Qui est à bord de Zéro ? Le capitaine Philippe, « lo scrittore » de ces lignes, et Bertrand, qui doit prochainement faire partie du cercle restreint des co-skippers de ce joli voilier.
Passé la pointe sud-ouest, à 25 milles du port de Kalamata, le vent arrive et ne nous quittera plus. Si ce n’est quelques heures en fin de la seconde nuit et la toute dernière approche de Syracuse. Aucune voile en vue mais pas mal de cargos croisés qui remontent vers l’Adriatique.
Le vent s’est installé ouest et nous oblige à négocier un près efficace. Vitesse contre cap… Des compromis, toujours des compromis. Pour un vent de 10 à 17 nœuds, le voilier nous aura assuré une vitesse moyenne de 7 nœuds. Ce qui est plutôt confortable !
Bertrand, pendant son quart de la première nuit, aura eu la chance de voir une explosion de l’Etna. Un phare incandescent qui nous ramène à l’antiquité.
La vie s’organise. L’équipage prend ses marques.
Bonne bouffe mais aucun poisson ne s’invite à notre table.
Quelques inquiétudes sur l’état de la cave... corrigées par le tonneau de rhum que Philippe gardait précautionneusement en réserve sous sa couchette. Il aura survécu à une transat mais on le met en perce pour tester son degré. Avis aux suivants, il en reste quelques litres en cas de disette… Et il titre bien ses 50° !
Arrivée à Syracuse… Les cafés sont ouverts !
La baie, bien sûr, la baie. Le site est exceptionnel. Les façades sont ocres, roses et jaunes… parfois décrépites. Des terrasses, des bas-reliefs mystérieux, c’est la douceur de vivre et les couleurs vives des agrumes du sud. Seule fausse note au tableau, un immense paquebot, en escale forcée, gros comme un quartier, qui bloque la vue et nous rappelle que nous vivons une parenthèse sans touristes.
Ici, les sens sont en éveil. La ville est à voir, à entendre, à se sentir… et ce putain d’air dans la tête qui ne veut plus me quitter. Ah vraiment, merci Henri pour ton Syracuse !

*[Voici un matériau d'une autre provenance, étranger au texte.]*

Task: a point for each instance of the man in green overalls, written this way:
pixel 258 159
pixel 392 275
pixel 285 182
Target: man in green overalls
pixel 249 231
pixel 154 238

Il faut se perdre dans la ville. On dirait un petit Venise sans les canaux. La mer est tout autour. Même la ville récente a ses charmes et ses trésors culinaires à découvrir. Via Malta, au 92, une petite échoppe tenue par une sicilienne prépare une Caponeta sublime de goûts grillés, d’olives et d’épices douces. Des aubergines, des câpres, des carottes… Sans oublier le vinaigre de vin blanc et d’autres subtilités aromatiques comme le céleri branche et les oignons, et tous ses petits secrets qu’elle n’a pas voulu me dire.
Enfin, le marché. Giuseppe, à l’entrée de la rue sur le trottoir de droite, propose un petit vin blanc, des anchois, de la boutargue et tant d’autres « délicatesses » dont on a du mal à se lasser.
Bref, une bonne étape sur Zéro. Mais il est temps de repartir ! Pour, j’espère, mieux revenir !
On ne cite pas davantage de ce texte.